Reputation: 3
I am new to MongoDB and I've been struggling to get a specific query to work without any luck.
I have a collection with millions of documents having a date and an amount, I want to get the aggregations for specific periods of time.
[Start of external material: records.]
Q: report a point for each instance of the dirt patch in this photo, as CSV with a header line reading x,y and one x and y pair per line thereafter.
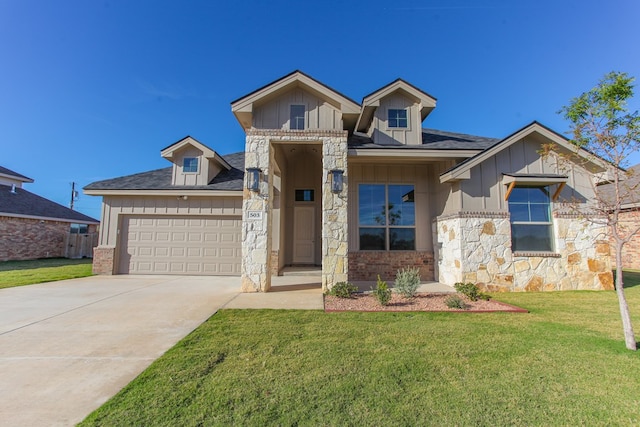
x,y
421,302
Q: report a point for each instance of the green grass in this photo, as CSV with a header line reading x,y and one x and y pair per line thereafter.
x,y
20,273
564,363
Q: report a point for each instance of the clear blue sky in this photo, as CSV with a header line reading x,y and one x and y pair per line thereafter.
x,y
91,90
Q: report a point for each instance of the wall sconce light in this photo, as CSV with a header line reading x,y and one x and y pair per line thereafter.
x,y
253,179
337,177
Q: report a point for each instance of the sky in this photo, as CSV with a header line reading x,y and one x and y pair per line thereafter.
x,y
91,90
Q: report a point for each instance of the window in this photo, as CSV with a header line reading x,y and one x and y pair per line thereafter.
x,y
386,217
190,165
531,227
397,118
304,195
79,229
297,117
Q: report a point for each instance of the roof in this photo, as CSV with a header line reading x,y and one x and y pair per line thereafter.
x,y
160,179
432,139
25,203
16,175
461,170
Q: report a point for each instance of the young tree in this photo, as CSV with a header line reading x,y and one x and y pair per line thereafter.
x,y
602,124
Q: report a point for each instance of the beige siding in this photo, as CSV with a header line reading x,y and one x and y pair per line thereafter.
x,y
484,191
418,175
114,207
319,114
383,134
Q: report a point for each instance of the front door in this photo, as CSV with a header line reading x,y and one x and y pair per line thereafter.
x,y
304,235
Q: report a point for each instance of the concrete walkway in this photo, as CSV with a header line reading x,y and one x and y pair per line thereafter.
x,y
66,347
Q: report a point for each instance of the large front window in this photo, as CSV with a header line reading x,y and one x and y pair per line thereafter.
x,y
531,227
387,219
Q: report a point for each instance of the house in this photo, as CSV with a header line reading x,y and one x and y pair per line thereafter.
x,y
34,227
358,189
629,218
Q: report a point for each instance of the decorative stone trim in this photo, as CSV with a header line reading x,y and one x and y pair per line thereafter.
x,y
367,265
537,254
305,133
104,260
471,214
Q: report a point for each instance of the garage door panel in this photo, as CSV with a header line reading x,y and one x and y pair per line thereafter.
x,y
181,245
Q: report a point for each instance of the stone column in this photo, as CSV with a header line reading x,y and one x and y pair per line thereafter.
x,y
335,250
256,217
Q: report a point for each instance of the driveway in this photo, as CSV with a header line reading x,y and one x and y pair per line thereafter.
x,y
66,347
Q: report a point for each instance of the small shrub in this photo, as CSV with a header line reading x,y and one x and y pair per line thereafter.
x,y
407,282
454,301
471,291
343,290
382,292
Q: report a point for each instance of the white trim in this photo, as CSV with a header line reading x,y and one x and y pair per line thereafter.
x,y
46,218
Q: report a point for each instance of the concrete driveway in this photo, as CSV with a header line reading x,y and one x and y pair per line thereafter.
x,y
66,347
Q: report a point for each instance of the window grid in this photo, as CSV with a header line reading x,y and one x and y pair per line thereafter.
x,y
397,118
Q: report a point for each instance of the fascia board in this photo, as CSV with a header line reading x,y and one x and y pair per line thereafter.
x,y
185,192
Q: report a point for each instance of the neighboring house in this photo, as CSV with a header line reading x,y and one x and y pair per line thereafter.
x,y
629,215
359,189
33,227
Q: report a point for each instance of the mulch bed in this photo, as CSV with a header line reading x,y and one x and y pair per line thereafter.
x,y
434,302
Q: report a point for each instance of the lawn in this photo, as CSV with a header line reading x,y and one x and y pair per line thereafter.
x,y
564,363
20,273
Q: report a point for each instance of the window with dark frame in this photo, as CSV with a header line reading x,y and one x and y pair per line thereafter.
x,y
190,165
386,215
397,118
531,225
304,195
297,117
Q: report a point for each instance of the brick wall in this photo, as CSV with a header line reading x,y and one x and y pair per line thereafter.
x,y
24,238
366,265
103,260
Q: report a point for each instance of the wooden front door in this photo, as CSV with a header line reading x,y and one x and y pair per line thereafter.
x,y
304,235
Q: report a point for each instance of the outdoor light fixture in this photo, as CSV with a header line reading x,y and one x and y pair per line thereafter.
x,y
253,179
336,180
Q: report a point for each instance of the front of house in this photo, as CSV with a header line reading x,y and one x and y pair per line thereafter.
x,y
360,190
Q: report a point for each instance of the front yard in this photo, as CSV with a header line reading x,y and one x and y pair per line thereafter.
x,y
564,363
20,273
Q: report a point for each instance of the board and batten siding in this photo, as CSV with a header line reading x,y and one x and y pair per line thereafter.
x,y
114,207
383,134
485,191
276,114
392,174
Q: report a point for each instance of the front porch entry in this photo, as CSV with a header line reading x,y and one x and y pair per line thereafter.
x,y
294,218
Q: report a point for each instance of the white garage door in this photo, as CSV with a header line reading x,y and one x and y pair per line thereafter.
x,y
181,245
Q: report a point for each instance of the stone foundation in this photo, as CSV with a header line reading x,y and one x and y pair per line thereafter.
x,y
367,265
477,249
104,260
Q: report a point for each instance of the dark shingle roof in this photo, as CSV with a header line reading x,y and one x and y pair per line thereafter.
x,y
432,139
6,171
160,179
23,202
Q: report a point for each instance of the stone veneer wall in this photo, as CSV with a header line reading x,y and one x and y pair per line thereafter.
x,y
257,265
27,238
476,247
367,265
103,260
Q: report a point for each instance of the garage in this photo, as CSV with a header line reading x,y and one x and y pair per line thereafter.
x,y
199,245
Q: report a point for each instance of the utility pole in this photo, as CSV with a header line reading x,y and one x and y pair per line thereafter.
x,y
74,195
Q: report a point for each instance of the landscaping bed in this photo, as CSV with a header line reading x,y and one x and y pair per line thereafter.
x,y
421,302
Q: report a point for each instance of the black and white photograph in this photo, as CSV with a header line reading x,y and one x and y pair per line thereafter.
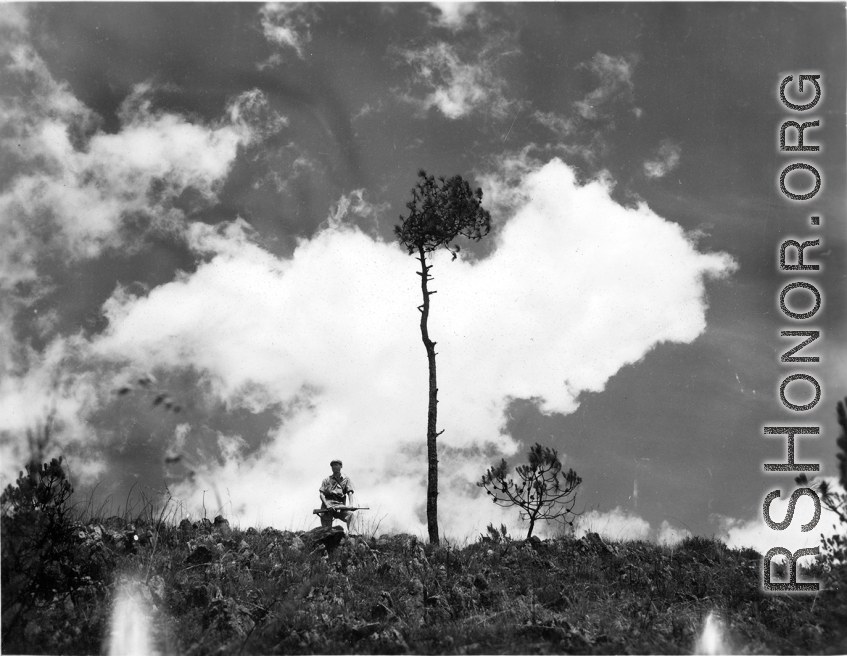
x,y
423,328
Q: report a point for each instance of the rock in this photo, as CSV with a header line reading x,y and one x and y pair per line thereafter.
x,y
364,630
204,524
221,526
594,541
391,641
480,582
114,523
329,537
157,587
199,596
534,541
200,556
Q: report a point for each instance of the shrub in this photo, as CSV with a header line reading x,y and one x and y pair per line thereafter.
x,y
38,546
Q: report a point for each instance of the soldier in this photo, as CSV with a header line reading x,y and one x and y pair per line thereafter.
x,y
334,491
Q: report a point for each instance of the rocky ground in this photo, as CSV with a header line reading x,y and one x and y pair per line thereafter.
x,y
207,588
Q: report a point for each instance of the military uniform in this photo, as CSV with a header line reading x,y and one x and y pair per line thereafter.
x,y
335,491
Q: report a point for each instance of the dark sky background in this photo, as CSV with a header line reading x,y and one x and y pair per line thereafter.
x,y
231,135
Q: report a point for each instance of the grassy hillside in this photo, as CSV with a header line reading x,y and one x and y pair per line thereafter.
x,y
212,589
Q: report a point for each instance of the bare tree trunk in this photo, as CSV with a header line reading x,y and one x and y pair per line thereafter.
x,y
432,412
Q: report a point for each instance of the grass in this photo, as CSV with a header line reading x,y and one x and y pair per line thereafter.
x,y
250,591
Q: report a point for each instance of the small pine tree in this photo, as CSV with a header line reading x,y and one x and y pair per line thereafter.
x,y
543,492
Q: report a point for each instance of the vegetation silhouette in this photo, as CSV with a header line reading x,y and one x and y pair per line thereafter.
x,y
543,493
441,210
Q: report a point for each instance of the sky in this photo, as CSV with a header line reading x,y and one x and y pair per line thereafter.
x,y
202,197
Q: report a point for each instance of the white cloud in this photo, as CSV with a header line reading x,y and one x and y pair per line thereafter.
x,y
287,24
617,524
54,394
453,15
758,535
563,127
455,87
615,74
354,205
73,191
665,160
330,338
669,534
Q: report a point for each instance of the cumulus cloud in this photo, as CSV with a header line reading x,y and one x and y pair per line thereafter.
x,y
287,24
456,87
665,160
453,15
669,534
582,132
328,339
353,206
74,191
615,75
616,524
562,126
754,533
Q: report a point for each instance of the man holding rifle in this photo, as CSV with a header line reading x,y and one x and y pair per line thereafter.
x,y
334,491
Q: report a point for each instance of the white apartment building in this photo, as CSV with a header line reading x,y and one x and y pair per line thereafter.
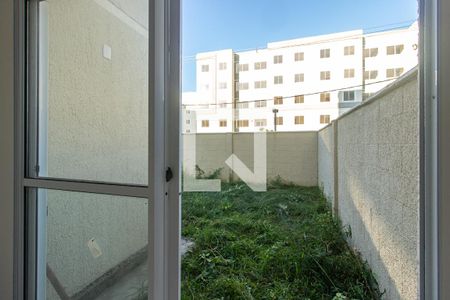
x,y
295,85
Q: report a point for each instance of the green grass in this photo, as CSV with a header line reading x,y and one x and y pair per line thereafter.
x,y
279,244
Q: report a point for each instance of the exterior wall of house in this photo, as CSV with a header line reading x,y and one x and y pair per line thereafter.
x,y
97,130
378,182
210,97
290,155
326,161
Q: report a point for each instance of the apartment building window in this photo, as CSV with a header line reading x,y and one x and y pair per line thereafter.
x,y
324,119
278,100
242,86
278,59
299,56
278,79
349,95
299,99
370,52
260,103
325,75
260,122
261,65
205,68
349,73
396,49
241,123
349,50
299,77
324,97
324,53
394,72
261,84
279,120
242,105
243,67
371,74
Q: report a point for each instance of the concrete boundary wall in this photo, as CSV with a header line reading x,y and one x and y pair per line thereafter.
x,y
292,156
368,167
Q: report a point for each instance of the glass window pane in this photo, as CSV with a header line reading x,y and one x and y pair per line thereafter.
x,y
94,90
96,245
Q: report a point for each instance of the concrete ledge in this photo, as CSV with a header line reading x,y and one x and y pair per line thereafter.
x,y
110,277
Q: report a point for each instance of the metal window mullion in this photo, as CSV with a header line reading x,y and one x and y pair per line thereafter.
x,y
88,187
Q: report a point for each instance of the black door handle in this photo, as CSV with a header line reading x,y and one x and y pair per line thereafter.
x,y
169,174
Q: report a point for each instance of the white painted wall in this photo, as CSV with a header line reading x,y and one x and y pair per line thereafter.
x,y
378,182
325,160
290,155
210,95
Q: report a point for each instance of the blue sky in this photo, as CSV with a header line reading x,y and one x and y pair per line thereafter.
x,y
248,24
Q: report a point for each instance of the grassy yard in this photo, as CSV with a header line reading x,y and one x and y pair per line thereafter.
x,y
279,244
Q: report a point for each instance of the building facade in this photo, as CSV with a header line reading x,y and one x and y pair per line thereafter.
x,y
295,85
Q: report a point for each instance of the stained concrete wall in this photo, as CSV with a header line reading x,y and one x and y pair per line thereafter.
x,y
97,130
325,154
378,181
292,156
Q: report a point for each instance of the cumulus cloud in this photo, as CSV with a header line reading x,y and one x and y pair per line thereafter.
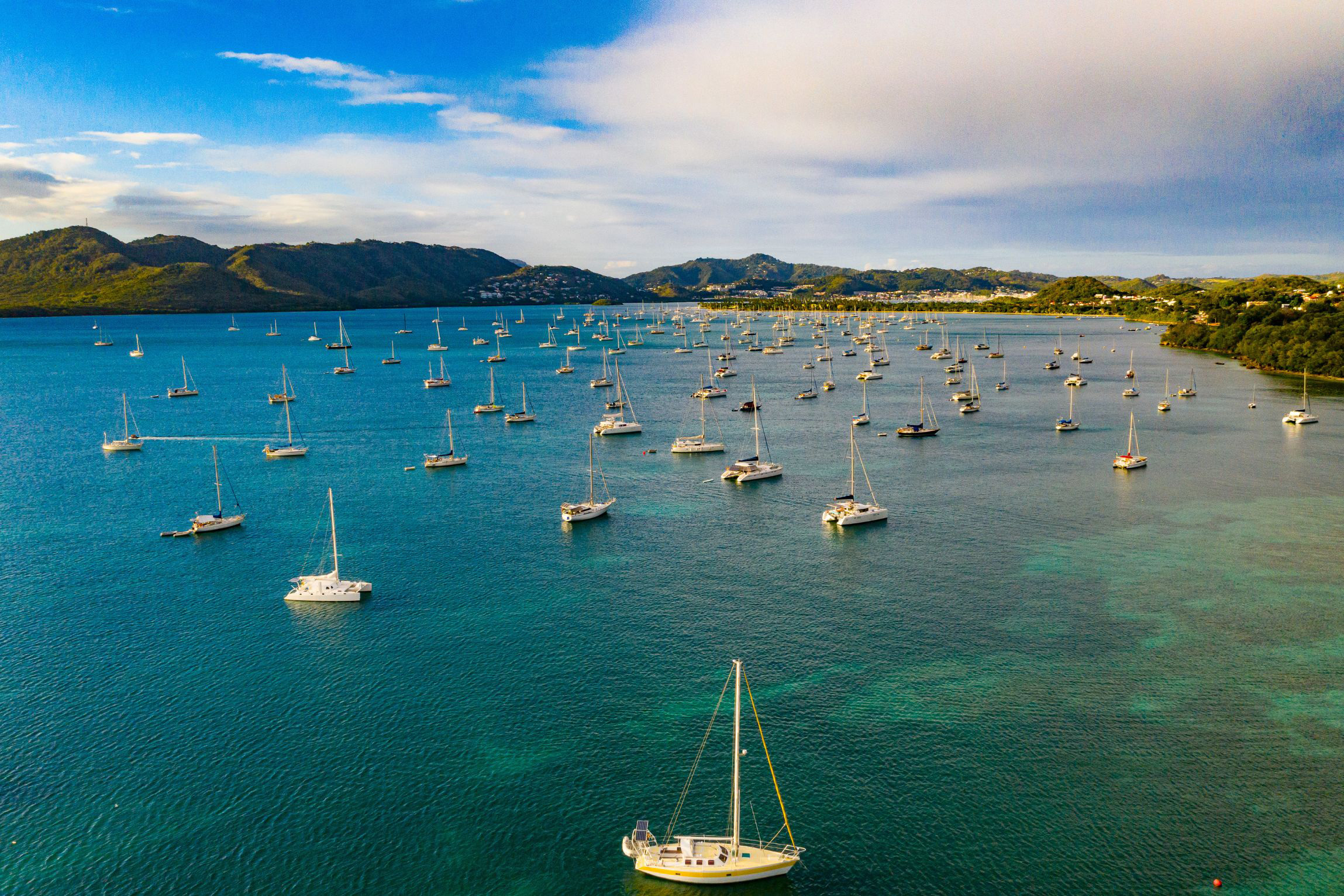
x,y
364,88
142,137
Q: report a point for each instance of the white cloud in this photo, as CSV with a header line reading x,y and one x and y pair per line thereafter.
x,y
364,88
142,137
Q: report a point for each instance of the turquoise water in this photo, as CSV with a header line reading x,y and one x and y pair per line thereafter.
x,y
1040,676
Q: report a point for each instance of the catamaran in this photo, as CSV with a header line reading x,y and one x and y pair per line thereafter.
x,y
928,423
288,449
128,441
452,459
213,522
847,509
592,508
436,382
716,859
525,415
1300,415
328,586
285,386
188,385
698,444
490,408
1131,460
753,468
616,423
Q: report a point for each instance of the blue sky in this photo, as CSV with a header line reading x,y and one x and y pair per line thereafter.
x,y
1066,137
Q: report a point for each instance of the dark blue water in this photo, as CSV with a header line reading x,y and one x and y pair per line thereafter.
x,y
1040,676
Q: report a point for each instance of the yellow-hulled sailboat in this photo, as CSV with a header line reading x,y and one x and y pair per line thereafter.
x,y
723,859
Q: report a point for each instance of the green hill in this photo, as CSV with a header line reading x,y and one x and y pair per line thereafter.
x,y
82,270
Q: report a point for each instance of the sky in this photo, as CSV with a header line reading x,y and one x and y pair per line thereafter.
x,y
1063,136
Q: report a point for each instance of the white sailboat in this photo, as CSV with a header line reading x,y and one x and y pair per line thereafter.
x,y
716,859
1131,460
928,423
525,415
490,408
290,448
188,385
452,459
847,509
1299,415
437,382
753,468
1067,423
328,586
616,423
285,386
213,522
698,444
862,417
128,441
590,508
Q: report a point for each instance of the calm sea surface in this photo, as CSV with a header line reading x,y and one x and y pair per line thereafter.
x,y
1040,676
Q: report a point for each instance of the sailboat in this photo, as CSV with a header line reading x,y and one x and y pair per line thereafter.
x,y
288,449
753,468
525,415
698,444
188,385
284,394
847,509
716,859
601,382
436,382
616,423
928,423
499,355
592,508
342,336
862,417
490,408
973,399
128,441
1300,415
452,459
328,586
1131,460
213,522
1188,391
437,346
1067,423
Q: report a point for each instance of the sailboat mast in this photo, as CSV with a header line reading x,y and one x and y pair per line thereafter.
x,y
331,505
737,755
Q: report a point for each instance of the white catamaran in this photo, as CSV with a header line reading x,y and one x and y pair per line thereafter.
x,y
328,586
716,859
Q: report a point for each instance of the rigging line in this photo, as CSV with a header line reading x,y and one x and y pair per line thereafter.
x,y
767,750
686,789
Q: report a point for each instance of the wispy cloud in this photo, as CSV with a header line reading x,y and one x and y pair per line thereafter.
x,y
364,88
142,137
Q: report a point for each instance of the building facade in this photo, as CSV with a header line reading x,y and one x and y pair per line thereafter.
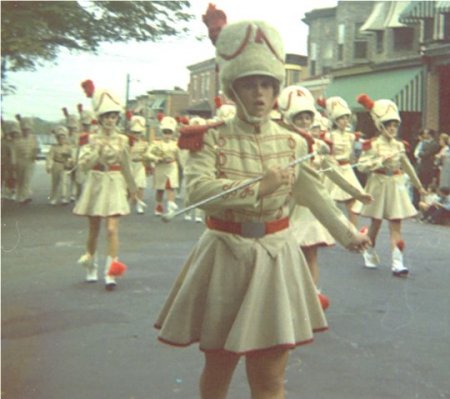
x,y
377,48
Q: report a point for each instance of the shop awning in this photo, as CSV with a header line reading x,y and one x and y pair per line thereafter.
x,y
417,10
403,86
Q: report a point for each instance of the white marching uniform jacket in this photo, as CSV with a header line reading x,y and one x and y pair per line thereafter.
x,y
106,159
220,297
165,156
343,143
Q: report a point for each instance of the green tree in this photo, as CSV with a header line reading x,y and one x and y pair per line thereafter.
x,y
33,32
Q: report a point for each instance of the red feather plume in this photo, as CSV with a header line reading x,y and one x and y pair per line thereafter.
x,y
116,268
218,101
88,87
215,20
365,101
321,101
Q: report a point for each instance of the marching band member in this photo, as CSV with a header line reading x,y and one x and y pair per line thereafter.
x,y
241,291
26,150
138,150
385,160
12,133
59,160
164,153
104,196
342,149
297,106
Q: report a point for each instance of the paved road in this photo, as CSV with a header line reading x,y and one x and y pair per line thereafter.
x,y
66,339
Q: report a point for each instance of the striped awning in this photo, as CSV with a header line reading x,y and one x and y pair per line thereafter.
x,y
417,10
403,86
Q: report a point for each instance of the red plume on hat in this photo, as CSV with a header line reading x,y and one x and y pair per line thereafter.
x,y
159,116
184,120
88,87
218,101
365,101
215,20
322,102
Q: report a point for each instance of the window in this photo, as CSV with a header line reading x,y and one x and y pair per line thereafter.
x,y
403,38
428,26
379,41
312,71
359,49
340,52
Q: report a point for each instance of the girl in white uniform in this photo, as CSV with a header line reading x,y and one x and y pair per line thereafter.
x,y
241,291
296,104
138,150
385,161
343,143
105,191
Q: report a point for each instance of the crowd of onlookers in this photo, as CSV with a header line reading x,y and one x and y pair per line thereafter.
x,y
432,160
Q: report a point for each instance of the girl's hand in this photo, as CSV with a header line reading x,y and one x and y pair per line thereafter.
x,y
273,179
359,243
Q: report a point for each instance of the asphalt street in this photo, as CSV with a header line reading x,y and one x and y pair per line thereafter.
x,y
62,338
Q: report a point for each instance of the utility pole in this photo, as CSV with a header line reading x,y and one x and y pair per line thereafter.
x,y
127,91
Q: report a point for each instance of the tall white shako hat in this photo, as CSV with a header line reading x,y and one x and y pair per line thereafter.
x,y
103,100
86,116
25,123
380,110
168,123
197,120
335,107
293,100
11,127
137,124
248,48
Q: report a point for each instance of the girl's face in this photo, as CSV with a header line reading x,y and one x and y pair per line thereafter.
x,y
109,120
303,120
391,129
342,122
256,94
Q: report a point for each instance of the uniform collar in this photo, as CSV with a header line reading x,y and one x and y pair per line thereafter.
x,y
263,127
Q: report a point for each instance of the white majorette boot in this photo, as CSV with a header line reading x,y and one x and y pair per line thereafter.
x,y
398,268
90,263
371,259
110,280
172,206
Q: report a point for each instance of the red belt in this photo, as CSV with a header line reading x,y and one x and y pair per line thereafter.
x,y
388,172
343,162
106,168
248,229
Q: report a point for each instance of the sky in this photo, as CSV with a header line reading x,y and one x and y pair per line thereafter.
x,y
151,66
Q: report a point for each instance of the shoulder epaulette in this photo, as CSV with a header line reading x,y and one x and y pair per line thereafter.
x,y
191,137
407,145
83,139
309,139
366,144
329,143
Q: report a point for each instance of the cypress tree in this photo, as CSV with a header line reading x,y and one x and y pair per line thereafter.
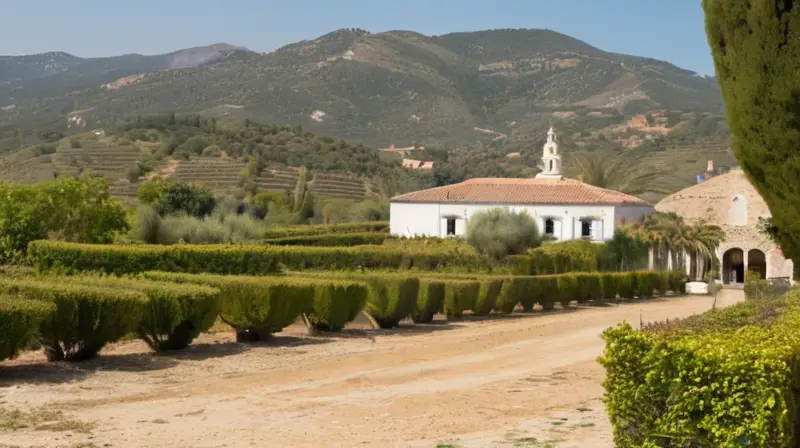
x,y
756,49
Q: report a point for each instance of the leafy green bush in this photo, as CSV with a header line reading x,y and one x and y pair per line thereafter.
x,y
19,323
515,290
429,301
86,318
487,296
499,232
326,229
256,307
391,298
331,239
726,378
237,259
175,314
460,296
336,302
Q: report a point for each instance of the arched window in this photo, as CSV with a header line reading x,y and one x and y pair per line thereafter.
x,y
549,227
737,213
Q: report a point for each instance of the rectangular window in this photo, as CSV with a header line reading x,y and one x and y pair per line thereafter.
x,y
586,229
451,226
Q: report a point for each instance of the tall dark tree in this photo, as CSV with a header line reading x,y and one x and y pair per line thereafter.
x,y
756,50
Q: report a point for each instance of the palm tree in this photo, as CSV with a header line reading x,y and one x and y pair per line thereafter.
x,y
614,173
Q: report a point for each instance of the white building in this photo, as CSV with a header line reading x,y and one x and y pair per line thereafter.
x,y
731,202
563,208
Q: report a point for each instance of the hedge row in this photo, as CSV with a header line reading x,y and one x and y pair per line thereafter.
x,y
726,378
236,259
331,239
321,229
19,320
90,312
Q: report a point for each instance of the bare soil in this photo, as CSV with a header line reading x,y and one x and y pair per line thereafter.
x,y
518,381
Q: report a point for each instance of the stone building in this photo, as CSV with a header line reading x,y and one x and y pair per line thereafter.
x,y
731,202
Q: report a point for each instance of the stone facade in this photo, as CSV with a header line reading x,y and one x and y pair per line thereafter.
x,y
731,202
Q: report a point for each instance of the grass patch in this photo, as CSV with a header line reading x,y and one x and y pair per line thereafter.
x,y
40,419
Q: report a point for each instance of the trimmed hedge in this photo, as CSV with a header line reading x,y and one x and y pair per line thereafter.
x,y
460,296
85,319
332,239
175,314
726,378
236,259
429,300
256,307
322,229
19,323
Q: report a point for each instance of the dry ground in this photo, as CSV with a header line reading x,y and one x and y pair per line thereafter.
x,y
521,381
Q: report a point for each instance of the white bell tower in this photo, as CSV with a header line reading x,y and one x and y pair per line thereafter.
x,y
551,160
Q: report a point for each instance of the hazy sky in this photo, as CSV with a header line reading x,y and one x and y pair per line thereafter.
x,y
669,30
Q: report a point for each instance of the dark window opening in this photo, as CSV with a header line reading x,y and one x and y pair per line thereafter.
x,y
549,227
451,226
586,229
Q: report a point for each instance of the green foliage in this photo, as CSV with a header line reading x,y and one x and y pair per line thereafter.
x,y
429,300
86,318
175,314
333,239
19,323
391,298
336,302
256,307
754,47
238,259
68,209
726,378
499,232
460,296
324,229
487,297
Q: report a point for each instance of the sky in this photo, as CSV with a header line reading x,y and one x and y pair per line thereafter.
x,y
668,30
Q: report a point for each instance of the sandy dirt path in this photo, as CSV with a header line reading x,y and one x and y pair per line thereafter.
x,y
521,381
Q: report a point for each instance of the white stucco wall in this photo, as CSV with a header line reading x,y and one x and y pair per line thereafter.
x,y
430,219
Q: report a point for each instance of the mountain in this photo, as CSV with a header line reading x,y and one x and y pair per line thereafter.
x,y
489,93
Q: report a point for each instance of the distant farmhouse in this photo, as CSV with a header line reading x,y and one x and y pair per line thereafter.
x,y
564,209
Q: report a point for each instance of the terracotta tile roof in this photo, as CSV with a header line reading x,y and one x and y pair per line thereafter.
x,y
521,191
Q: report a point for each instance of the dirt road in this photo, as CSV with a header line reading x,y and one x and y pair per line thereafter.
x,y
521,381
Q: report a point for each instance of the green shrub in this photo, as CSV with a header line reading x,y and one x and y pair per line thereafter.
x,y
515,290
429,300
331,239
336,303
324,229
487,296
256,307
19,323
391,298
237,259
175,314
86,318
608,285
726,378
460,296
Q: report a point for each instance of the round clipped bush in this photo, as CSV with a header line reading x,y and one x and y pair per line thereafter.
x,y
460,296
86,317
429,300
175,315
256,307
515,290
336,303
19,322
391,298
487,296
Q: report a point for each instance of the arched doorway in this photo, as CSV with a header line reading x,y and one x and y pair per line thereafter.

For example, I want to get the count, amount summations for the periods between 1/1/2015 - 15/1/2015
and between 1/2/2015 - 15/2/2015
A sample collection is
{ "_id" : "148404972864202083547392254", "account" : "3600", "amount" : 50, "date" : ISODate("2017-01-01T12:02:08.642Z")}
{ "_id" : "148404972864202085437392254", "account" : "3600", "amount" : 50, "date" : ISODate("2017-01-03T12:02:08.642Z")}
{ "_id" : "148404372864202083547392254", "account" : "3600", "amount" : 70, "date" : ISODate("2017-01-09T12:02:08.642Z")}
{ "_id" : "148404972864202083547342254", "account" : "3600", "amount" : 150, "date" : ISODate("2017-01-22T12:02:08.642Z")}
{ "_id" : "148404922864202083547392254", "account" : "3600", "amount" : 200, "date" : ISODate("2017-02-02T12:02:08.642Z")}
{ "_id" : "148404972155502083547392254", "account" : "3600", "amount" : 30, "date" : ISODate("2017-02-7T12:02:08.642Z")}
{ "_id" : "148404972864202122254732254", "account" : "3600", "amount" : 10, "date" : ISODate("2017-02-10T12:02:08.642Z")}
for date ranges between 1/1/2017 - 10/10/2017
and 1/2/2017 - 10/2/2017
the output would be like this:
Is it possible to work with such different date ranges? The code would be in Java, but as an example in mongo, can someone please help me?
Upvotes: 0
Views: 95
Reputation: 4117
There must be a more elegant solution than this. Anyways you can wrap it into a function and generalize date related arguments.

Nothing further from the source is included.